【Substrate Papers】Research on Positron Annihilation Spectroscopy of Defect and Electrical Conductivity in Sn-Doped β-Ga₂O₃ Semiconductors

      Chip is the "crown" in the field of science and technology, and the performance parameters of the semiconductor directly determine the performance of the chip. Since 2020, the United States has successively issued more than a dozen sanctions on China's semiconductor industry chain, and China has correspondingly carried out export controls on semiconductor materials to the United States.

      As a new fourth-generation semiconductor material, β-Ga₂O₃ has many excellent properties, such as ultra-wide bandgap (4.5-4.9eV), large breakdown voltage, high temperature resistance and radiation resistance, showing great application prospects. In order to improve the N-type conductive properties of β-Ga₂O₃, the carrier concentration of β-Ga₂O₃ is mainly increased by doping Si, Ge, Sn and other element. However, in most experiments, the carrier concentration of β-Ga₂O₃ is smaller than the doping concentration, which indicates that there are defect in β-Ga₂O₃ that affect the electrical conductivity. In order to develop the performance of β-Ga₂O₃ semiconductor devices, it is important to deeply study the influence of defect and macroscopic conductivity properties. The annihilation process of positron in semiconductor is highly sensitive to the crystal structure, defect distribution, momentum distribution and electron density distribution, and the positron annihilation experiment can provide a strong evidence for the defect structure analysis of β-Ga₂O₃ materials.
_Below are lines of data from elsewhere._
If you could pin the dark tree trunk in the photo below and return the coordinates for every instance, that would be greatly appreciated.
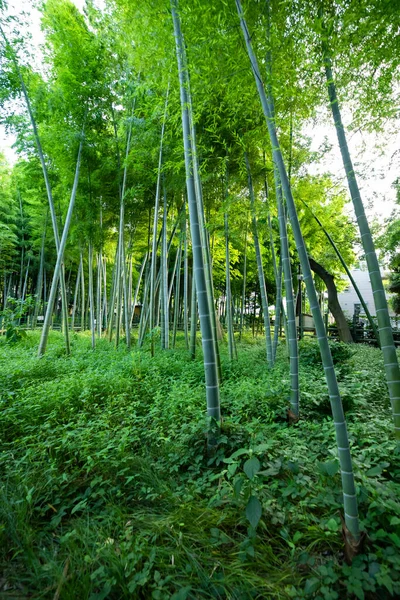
(333, 302)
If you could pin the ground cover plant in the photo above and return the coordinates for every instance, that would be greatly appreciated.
(108, 491)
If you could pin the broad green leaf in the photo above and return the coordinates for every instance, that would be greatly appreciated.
(251, 467)
(253, 511)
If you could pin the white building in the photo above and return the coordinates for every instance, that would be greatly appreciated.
(348, 299)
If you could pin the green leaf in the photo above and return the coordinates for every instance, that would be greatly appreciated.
(312, 585)
(238, 486)
(251, 467)
(332, 525)
(253, 511)
(239, 453)
(374, 471)
(331, 467)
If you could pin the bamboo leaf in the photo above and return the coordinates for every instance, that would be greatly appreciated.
(251, 467)
(253, 511)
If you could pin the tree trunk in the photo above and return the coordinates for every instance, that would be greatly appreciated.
(204, 295)
(333, 302)
(342, 440)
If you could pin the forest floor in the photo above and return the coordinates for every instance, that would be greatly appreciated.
(106, 489)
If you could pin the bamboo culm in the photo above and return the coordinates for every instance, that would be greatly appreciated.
(48, 191)
(204, 301)
(290, 308)
(346, 467)
(229, 316)
(260, 269)
(60, 257)
(385, 329)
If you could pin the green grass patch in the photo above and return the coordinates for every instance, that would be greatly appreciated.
(107, 490)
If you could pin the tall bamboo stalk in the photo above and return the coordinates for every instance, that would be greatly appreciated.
(229, 316)
(155, 227)
(348, 273)
(346, 467)
(193, 320)
(48, 188)
(243, 302)
(382, 312)
(290, 308)
(260, 269)
(205, 302)
(91, 296)
(177, 292)
(60, 257)
(164, 283)
(39, 287)
(185, 286)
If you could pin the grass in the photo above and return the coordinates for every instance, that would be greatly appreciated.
(107, 490)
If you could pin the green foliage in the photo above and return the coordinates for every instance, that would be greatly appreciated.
(10, 318)
(104, 465)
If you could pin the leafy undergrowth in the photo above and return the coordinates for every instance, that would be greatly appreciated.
(107, 490)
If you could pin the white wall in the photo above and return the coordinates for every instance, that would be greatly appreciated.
(349, 298)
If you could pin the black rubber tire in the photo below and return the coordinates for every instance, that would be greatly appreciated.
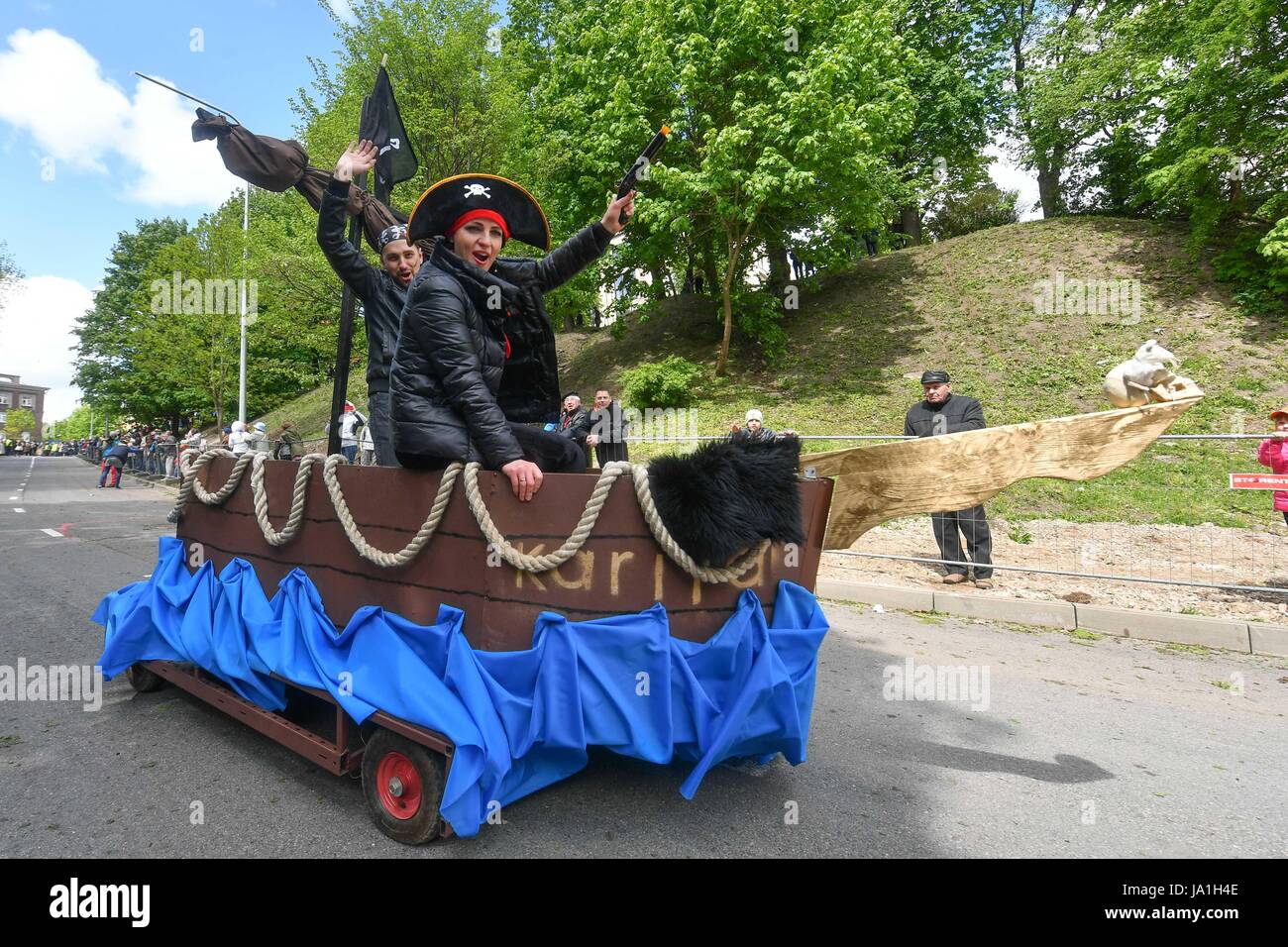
(142, 680)
(430, 767)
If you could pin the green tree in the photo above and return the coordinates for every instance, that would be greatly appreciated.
(459, 110)
(771, 103)
(9, 273)
(75, 425)
(107, 346)
(20, 420)
(954, 69)
(988, 206)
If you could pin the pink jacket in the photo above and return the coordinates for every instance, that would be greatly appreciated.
(1274, 454)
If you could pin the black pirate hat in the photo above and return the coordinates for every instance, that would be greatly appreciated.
(451, 201)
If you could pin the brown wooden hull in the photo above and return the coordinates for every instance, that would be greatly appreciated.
(619, 570)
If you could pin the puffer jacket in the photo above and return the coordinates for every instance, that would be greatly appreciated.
(464, 368)
(1274, 454)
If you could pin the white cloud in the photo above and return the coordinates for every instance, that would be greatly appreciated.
(37, 337)
(1010, 176)
(52, 88)
(344, 11)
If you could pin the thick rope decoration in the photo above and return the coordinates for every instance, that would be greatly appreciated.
(192, 464)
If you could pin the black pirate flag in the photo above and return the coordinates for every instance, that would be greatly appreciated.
(381, 124)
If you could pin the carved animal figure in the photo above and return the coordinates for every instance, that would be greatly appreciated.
(1145, 377)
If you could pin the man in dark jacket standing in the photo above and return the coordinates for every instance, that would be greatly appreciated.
(382, 290)
(608, 429)
(944, 412)
(575, 423)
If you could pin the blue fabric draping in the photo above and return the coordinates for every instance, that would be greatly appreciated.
(520, 719)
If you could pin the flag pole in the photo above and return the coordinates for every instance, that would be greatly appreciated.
(344, 344)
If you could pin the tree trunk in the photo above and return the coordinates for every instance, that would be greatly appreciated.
(658, 273)
(780, 269)
(726, 295)
(1048, 188)
(910, 224)
(708, 268)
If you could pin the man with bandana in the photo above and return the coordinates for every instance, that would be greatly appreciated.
(382, 290)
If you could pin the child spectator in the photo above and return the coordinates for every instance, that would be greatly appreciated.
(1273, 453)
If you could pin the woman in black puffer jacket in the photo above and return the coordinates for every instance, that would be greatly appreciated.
(459, 389)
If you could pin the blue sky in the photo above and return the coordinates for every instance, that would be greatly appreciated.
(252, 60)
(89, 149)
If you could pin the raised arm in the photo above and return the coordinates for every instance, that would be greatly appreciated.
(584, 248)
(346, 260)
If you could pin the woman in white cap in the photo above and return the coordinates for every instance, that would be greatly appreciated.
(756, 429)
(239, 441)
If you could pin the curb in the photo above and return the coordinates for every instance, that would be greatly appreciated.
(1245, 637)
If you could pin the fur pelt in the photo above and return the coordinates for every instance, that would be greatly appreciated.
(729, 495)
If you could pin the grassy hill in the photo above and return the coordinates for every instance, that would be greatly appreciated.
(862, 338)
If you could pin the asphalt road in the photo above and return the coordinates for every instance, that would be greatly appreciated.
(1085, 748)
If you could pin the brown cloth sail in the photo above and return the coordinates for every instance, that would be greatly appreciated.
(277, 165)
(956, 472)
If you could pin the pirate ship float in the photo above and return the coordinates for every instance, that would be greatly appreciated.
(463, 650)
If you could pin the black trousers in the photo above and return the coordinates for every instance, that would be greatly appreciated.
(550, 451)
(381, 428)
(979, 541)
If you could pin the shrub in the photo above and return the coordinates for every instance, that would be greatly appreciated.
(669, 382)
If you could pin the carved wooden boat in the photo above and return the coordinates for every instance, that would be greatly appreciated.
(956, 472)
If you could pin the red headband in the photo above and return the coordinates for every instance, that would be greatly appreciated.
(480, 214)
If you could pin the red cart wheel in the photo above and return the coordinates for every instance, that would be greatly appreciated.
(142, 680)
(403, 785)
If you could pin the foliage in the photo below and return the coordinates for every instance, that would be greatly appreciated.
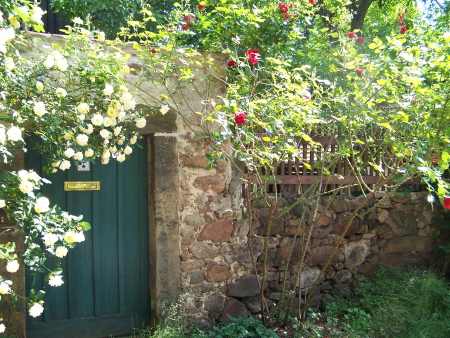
(290, 77)
(106, 16)
(74, 100)
(396, 303)
(241, 327)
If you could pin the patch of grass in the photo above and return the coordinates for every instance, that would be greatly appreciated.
(395, 304)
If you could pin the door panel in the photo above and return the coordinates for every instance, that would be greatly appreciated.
(105, 290)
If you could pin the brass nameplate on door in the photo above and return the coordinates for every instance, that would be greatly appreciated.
(82, 186)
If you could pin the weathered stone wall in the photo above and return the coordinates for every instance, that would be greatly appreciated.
(216, 266)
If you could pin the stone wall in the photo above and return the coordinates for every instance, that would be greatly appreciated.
(216, 265)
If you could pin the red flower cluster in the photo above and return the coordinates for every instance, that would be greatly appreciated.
(240, 118)
(446, 202)
(253, 55)
(283, 8)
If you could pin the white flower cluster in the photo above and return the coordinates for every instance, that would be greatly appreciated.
(13, 134)
(28, 181)
(103, 134)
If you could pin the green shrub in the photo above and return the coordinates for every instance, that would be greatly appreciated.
(240, 328)
(395, 304)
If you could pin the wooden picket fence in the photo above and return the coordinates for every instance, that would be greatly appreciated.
(297, 173)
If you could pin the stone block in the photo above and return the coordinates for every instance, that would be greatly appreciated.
(233, 308)
(246, 286)
(217, 272)
(407, 244)
(219, 231)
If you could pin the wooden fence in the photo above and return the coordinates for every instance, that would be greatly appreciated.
(298, 173)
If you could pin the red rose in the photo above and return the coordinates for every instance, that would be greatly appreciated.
(446, 202)
(189, 18)
(253, 55)
(283, 8)
(240, 118)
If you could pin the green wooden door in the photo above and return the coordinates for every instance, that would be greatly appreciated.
(105, 290)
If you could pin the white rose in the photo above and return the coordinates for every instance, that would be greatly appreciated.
(121, 158)
(61, 251)
(87, 130)
(107, 122)
(164, 109)
(69, 152)
(39, 86)
(129, 105)
(61, 64)
(9, 64)
(68, 236)
(97, 119)
(5, 287)
(42, 205)
(104, 133)
(55, 281)
(128, 150)
(89, 153)
(12, 266)
(121, 140)
(108, 90)
(126, 97)
(26, 187)
(83, 108)
(49, 61)
(64, 165)
(36, 310)
(61, 92)
(50, 239)
(3, 134)
(14, 134)
(117, 131)
(82, 139)
(141, 122)
(14, 22)
(78, 156)
(39, 108)
(23, 175)
(101, 36)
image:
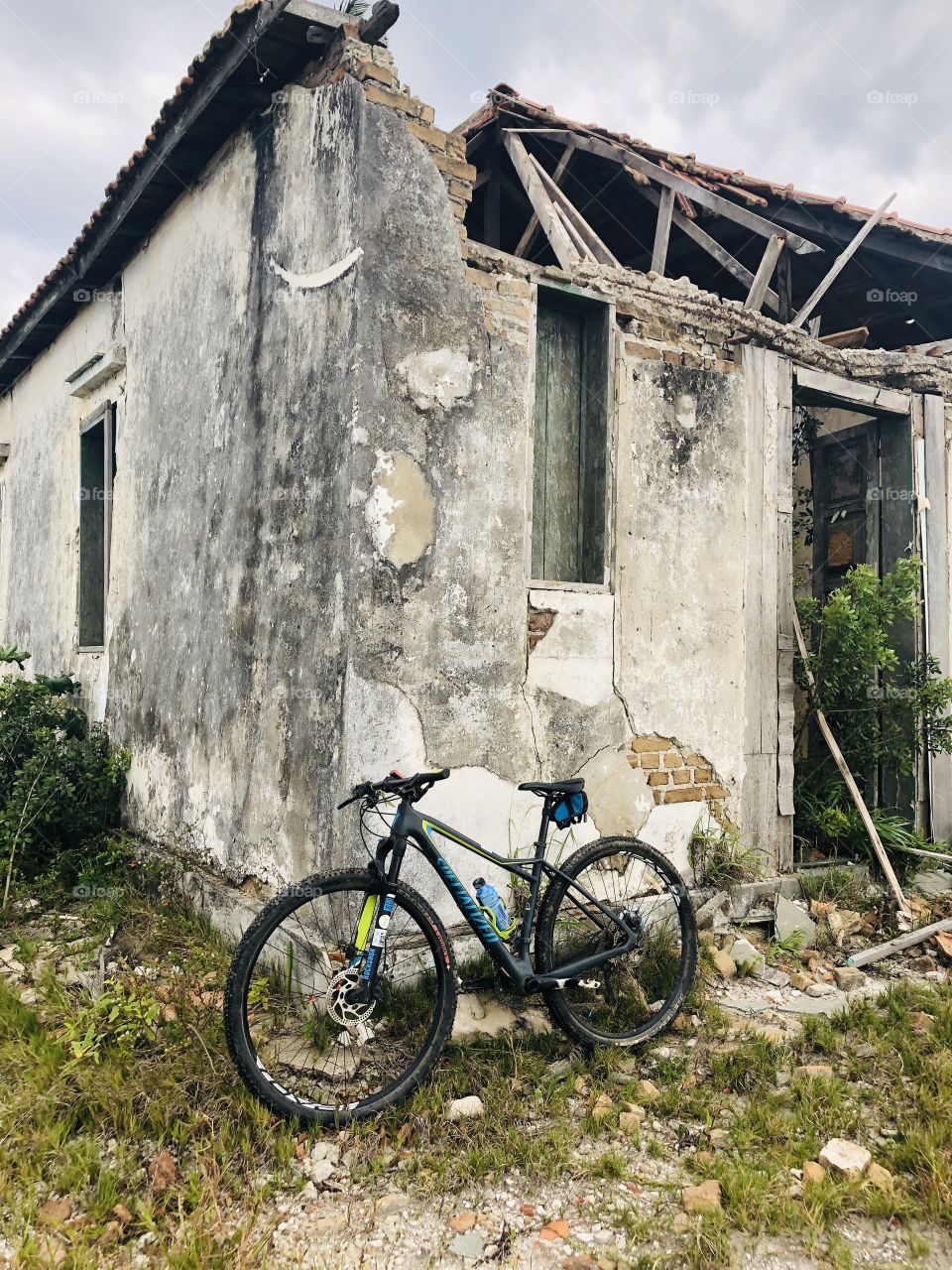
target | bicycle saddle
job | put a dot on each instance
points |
(544, 788)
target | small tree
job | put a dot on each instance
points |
(884, 708)
(61, 780)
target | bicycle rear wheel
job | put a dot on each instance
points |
(298, 1042)
(631, 997)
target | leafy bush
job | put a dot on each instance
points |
(884, 710)
(61, 780)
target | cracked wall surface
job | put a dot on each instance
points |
(320, 517)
      With the support of the National key R&D Program "Nanotechnology" key project "Research on Momentum Space Spectroscopy of Nanostructures and New Multi-Parameter Positron Spectroscopy Characterization of Nanothin Films", Particle Beam Cross Application Laboratory of the University of Science and Technology of China studied three different Sn doped β-Ga₂O₃ crystals prepared by EFG method using positron annihilation spectroscopy. As shown in Figure 1(a), Sn has one more outermost electron than Ga, and ideally the carrier concentration provided should be comparable to the Sn doping concentration. However, in practice, the carrier concentration is about one-third of the Sn doping concentration, which indicates that there is a defect in the sample to compensate for the carrier concentration. Positron annihilation lifetime experiments and theoretical calculations show that the lifetime of 175-190 ps measured in all positron annihilation studies of β-Ga₂O₃ is the lifetime of Ga vacancy, not the bulk lifetime of β- Ga₂O₃. The positron annihilation lifetime derived vacancy concentrations indicate the presence of high concentrations of Ga vacancies in all three samples. As shown in Figure 1(b), the relationship between compensated carrier concentration (Sn doping concentration minus Ga vacancy concentration) and Ga vacancy concentration indicates that these vacancies are -3 valence and are major receptor defect.

Figure 1. (a) the relationship between the carrier concentration and the Sn doping concentration, and (b) the relationship between the compensated carrier concentration and the Ga vacancy concentration.

      The work has been published on November 7, 2024 in Physical Review B, a well-known journal in the field of Physics of Condensed Matter. Titled "Ga vacancies as dominant intrinsic acceptors in Sn-doped beta -Ga₂O₃ revealed by positron annihilation spectroscopy" (Phys. Rev. B 110, 174106 (2024)). The first author of the paper is Yuhuan Li, a PhD student in the Particle Beam Cross Application Laboratory and corresponding authors are Guangwei Xu Special Research Fellow (College of Microelectronics of USTC) and Hongjun Zhang Special Research Fellow.